FortiOS 7.0.12 fixes signature handling, so you can resolve this problem by installing FortiOS 7.0.12 firmware a second time, using a normal firmware upgrade procedure.

Dashboard widgets in the Root VDOM does not show CPU/Memory/Session/Session Rate stats.

You can work around this issue by adding dashboard widgets for specific FPCs or FPMs.

During a FortiGate-7000F firmware upgrade FPM CLI consoles may display messages similar to the following:

[ha_shm_mutex_enter:2781] fgtAttachShm() failed.

[update_ha_mac:3497] ha_shm_mutex_enter() failed.

These messages are caused by timing issues as the FPMs are starting up. Once the FPMs have started they should operate normally.

From the FortiGate-6000 management board GUI, the Security Rating page may incorrectly flag firewall policies as Unused Policies, even though these policies have been processing traffic.This is happening because the management board Security Rating system is not receiving policy usage information from the FPCs. If you log into an FPC GUI, you can verify that the Security Rating page has not flagged the same policies as as unused policies.

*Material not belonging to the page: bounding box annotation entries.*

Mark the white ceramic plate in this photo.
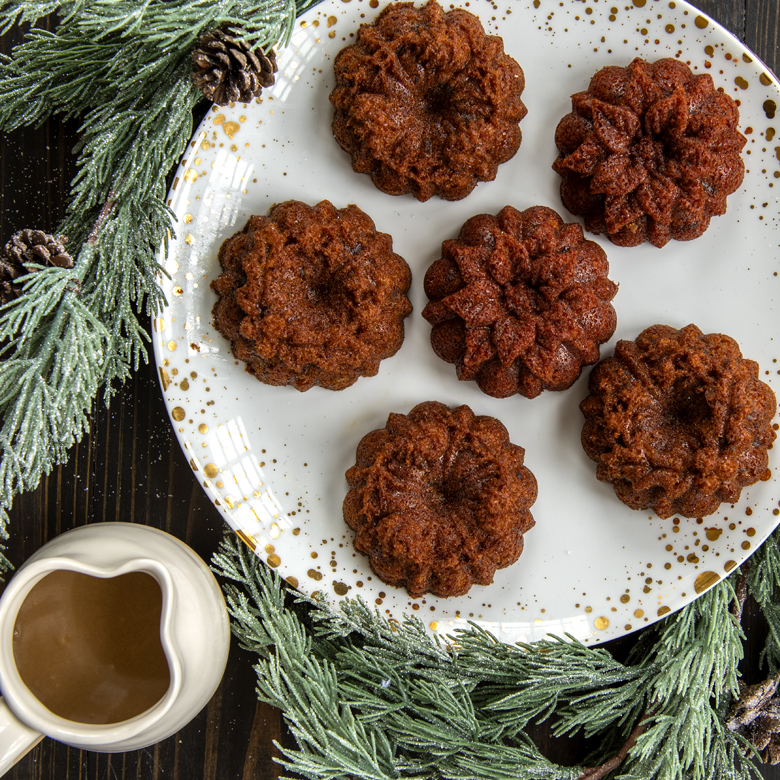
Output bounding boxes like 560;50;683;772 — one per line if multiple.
153;0;780;643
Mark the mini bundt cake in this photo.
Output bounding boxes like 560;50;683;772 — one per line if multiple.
423;206;617;398
553;58;746;247
211;200;412;390
330;0;526;201
580;325;777;518
344;401;536;598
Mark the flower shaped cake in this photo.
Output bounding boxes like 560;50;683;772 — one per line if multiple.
423;206;617;398
553;59;746;247
580;325;777;518
344;401;536;598
211;200;412;391
330;0;526;201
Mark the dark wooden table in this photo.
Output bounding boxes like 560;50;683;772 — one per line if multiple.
0;0;780;780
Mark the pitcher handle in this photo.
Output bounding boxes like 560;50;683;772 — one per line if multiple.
0;698;43;777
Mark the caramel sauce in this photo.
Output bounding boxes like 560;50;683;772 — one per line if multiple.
13;570;170;724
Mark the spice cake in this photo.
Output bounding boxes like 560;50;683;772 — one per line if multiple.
344;401;536;598
553;58;746;247
423;206;617;398
211;200;412;390
330;0;526;201
580;325;777;518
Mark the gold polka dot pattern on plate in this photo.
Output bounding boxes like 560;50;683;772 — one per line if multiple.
236;529;257;551
693;571;720;593
222;122;241;138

Graceful upgrade of a FortiGate 6000 or 7000 FGCP HA cluster is not supported when upgrading from FortiOS 7.0.13 to 7.2.5 or 7.2.6.

Upgrading the firmware of a FortiGate-6000 or 7000 FGCP HA cluster from 7.0.13 to 7.2.5 or 7.2.6 should be done during a maintenance window, since the firmware upgrade process will disrupt traffic for a few minutes.

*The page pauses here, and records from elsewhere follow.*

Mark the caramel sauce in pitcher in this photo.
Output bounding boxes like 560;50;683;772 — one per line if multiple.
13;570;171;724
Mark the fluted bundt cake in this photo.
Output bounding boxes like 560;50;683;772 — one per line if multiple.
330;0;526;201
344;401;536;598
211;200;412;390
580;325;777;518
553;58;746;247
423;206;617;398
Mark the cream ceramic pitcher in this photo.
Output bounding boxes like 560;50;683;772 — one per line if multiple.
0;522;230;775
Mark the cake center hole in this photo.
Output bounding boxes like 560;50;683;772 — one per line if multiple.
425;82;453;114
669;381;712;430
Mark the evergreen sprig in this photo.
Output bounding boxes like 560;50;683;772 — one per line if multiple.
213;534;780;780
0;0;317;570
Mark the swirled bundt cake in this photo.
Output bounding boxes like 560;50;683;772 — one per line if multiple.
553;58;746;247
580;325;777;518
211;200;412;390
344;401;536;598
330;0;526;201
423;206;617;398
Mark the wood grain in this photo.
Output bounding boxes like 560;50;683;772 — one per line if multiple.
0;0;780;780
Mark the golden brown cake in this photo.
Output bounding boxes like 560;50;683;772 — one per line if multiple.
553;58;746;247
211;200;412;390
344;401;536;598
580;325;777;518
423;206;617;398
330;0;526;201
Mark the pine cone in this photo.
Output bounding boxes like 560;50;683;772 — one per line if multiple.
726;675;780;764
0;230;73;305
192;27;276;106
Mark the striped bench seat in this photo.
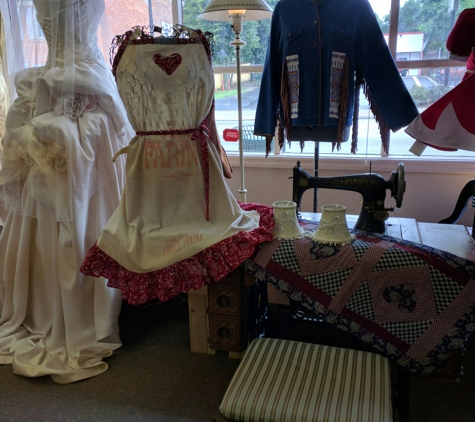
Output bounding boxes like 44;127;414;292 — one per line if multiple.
216;338;393;422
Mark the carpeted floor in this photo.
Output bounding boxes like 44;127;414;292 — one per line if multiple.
0;300;475;422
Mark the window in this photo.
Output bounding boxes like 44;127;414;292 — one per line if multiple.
182;0;474;158
12;0;474;158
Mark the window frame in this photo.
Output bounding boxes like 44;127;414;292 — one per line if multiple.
175;0;474;168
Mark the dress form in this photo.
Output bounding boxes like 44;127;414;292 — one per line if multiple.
0;0;130;383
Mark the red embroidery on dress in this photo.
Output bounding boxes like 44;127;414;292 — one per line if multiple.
136;120;212;221
153;53;182;76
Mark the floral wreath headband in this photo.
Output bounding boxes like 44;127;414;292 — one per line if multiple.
109;24;214;67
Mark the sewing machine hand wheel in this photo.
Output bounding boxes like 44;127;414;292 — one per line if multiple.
389;163;406;208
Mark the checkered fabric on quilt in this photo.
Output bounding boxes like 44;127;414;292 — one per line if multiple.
244;226;475;375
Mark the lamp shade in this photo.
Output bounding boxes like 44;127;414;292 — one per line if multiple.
198;0;272;21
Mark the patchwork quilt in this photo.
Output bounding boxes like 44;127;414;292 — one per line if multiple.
244;224;475;375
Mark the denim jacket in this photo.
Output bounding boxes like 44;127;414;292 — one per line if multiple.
254;0;419;150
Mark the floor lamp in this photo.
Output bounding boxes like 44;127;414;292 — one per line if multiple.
198;0;272;203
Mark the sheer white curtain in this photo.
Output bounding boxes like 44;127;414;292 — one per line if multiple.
0;0;136;383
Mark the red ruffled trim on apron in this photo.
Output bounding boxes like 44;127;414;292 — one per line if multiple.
80;203;274;305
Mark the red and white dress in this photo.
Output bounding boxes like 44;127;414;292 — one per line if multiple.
81;31;274;304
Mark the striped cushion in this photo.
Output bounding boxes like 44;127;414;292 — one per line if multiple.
219;338;392;422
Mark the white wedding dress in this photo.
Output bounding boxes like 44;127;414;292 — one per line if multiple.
0;0;131;383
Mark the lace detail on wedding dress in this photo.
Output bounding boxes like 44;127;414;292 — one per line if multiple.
38;0;105;67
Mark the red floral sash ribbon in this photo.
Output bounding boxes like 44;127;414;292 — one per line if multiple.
136;120;211;221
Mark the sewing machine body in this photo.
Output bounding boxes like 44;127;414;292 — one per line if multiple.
292;161;406;233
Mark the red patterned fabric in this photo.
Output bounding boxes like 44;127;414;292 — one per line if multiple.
80;203;274;305
153;53;182;75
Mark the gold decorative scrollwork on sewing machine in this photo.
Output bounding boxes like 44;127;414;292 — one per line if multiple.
292;161;406;233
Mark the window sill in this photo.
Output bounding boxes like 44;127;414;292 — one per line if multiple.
228;153;475;175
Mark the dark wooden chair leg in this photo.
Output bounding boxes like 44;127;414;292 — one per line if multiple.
395;365;411;422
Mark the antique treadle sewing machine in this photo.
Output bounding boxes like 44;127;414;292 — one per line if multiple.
292;161;406;233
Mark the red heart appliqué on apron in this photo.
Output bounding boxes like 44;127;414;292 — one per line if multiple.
153;53;182;76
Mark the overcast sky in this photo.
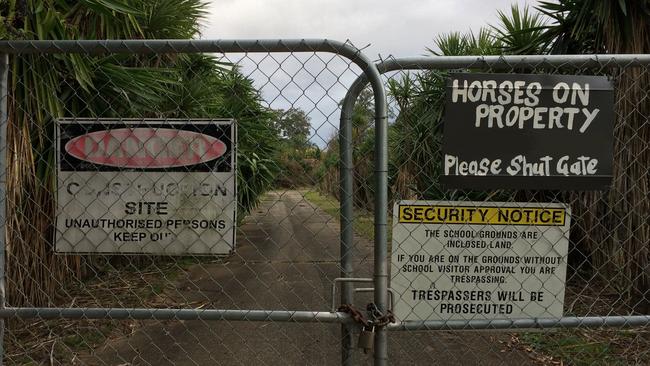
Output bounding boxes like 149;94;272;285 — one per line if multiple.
201;0;536;146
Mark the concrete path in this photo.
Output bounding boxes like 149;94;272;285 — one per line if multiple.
80;191;530;365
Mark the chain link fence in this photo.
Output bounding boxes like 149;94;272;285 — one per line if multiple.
0;40;650;365
0;40;383;365
334;55;650;365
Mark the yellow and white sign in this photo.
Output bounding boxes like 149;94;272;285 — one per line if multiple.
391;201;570;321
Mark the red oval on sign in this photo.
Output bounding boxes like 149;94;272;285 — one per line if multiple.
65;127;226;168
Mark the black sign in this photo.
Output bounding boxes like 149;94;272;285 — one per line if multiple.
441;73;614;190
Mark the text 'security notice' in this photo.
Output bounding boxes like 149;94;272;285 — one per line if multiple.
390;201;570;321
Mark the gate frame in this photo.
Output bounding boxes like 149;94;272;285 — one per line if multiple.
339;54;650;365
0;39;388;365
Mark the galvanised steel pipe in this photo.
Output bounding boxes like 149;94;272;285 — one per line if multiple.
0;307;354;323
388;315;650;331
0;39;388;365
339;54;650;364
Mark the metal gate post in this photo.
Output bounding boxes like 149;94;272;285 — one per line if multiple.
0;54;9;365
339;74;368;365
368;74;388;365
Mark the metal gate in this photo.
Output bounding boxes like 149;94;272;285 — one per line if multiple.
0;40;650;364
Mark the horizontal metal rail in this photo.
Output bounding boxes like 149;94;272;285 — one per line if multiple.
388;315;650;331
377;54;650;69
0;307;353;323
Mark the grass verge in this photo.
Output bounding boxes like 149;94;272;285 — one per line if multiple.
301;190;392;246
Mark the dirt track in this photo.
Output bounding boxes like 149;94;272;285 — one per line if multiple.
80;191;530;365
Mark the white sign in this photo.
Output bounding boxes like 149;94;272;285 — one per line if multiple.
390;201;570;321
56;119;237;255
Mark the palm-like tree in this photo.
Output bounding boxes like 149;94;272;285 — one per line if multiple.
538;0;650;314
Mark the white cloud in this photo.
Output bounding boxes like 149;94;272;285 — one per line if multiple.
202;0;536;146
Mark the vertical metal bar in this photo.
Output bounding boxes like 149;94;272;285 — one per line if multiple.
339;104;354;366
0;54;9;365
367;75;388;365
339;68;388;365
339;74;367;365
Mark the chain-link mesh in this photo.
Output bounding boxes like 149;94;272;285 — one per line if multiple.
4;41;650;365
4;41;380;365
332;56;650;365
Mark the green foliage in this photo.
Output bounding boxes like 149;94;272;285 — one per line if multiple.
426;28;502;56
492;4;546;55
0;0;279;305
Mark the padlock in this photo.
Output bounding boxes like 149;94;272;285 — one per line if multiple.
357;326;375;353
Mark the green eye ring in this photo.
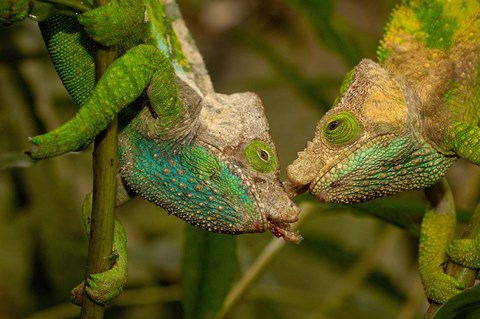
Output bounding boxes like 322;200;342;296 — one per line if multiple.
243;140;276;173
323;112;361;145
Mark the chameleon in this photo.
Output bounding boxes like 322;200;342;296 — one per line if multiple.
0;0;301;303
286;0;480;303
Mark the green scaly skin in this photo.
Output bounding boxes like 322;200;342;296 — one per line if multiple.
287;0;480;303
0;0;301;303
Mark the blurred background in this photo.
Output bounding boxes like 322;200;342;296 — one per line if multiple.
0;0;480;319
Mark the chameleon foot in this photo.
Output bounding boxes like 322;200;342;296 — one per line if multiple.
422;273;464;304
70;252;127;306
447;238;480;269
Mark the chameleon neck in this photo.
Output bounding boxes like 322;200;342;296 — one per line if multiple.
378;0;480;149
119;111;261;234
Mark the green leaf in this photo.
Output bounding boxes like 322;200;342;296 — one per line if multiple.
181;225;237;319
432;285;480;319
286;0;361;67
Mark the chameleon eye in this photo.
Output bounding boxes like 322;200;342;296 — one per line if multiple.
323;112;360;145
243;140;276;173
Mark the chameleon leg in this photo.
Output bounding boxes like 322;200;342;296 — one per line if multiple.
27;44;173;159
419;179;463;303
78;0;145;46
70;194;128;305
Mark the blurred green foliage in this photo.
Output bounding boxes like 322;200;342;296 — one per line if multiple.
0;0;480;319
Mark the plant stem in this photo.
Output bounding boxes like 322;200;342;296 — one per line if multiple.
39;0;92;12
214;205;311;319
80;0;118;319
424;205;480;319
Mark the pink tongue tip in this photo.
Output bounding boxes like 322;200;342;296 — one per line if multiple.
269;222;303;244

Before upgrading the firmware, disable uninterruptible-upgrade. Then perform a normal firmware upgrade. During the upgrade process the FortiGates in the cluster will not allow traffic until all components (management board and FPCs or FIMs and FPMs) are upgraded and both FortiGates have restarted. This process can take a few minutes.

SLBC for FortiOS 7.0 and 7.2 uses different FGCP HA heartbeat formats. Because of the different heartbeat formats, you can't create an FGCP HA cluster of two FortiGate 6000s or 7000s when one chassis is running FortiOS 7.0.x and the other is running FortiOS 7.2.x. Instead, to form an FGCP HA cluster, both chassis must be running FortiOS 7.0.x or 7.2.x.

If two chassis are running different patch releases of FortiOS 7.0 or 7.2 (for example, one chassis is running 7.2.5 and the other 7.2.6), they can form a cluster. When the cluster is formed, FGCP elects one chassis to be the primary chassis. The primary chassis syncs its firmware to the secondary chassis. As a result, both chassis will be running the same firmware version.

You could also form a cluster if one chassis is running FortiOS 7.2.x and the other is running 7.4.x.

For best results, both chassis should be running the same firmware version, although as described above, this is not a requirement.

Due to known GUI performance issues, the HA dashboard widget may not always display some information and the information that appears on the widget may change randomly.

Fragmented packets with DEI == 1 are blocked

Some firmware upgrades fail because the BIOS security level is set to 1. You can fix the problem by setting the BIOS security level to 0.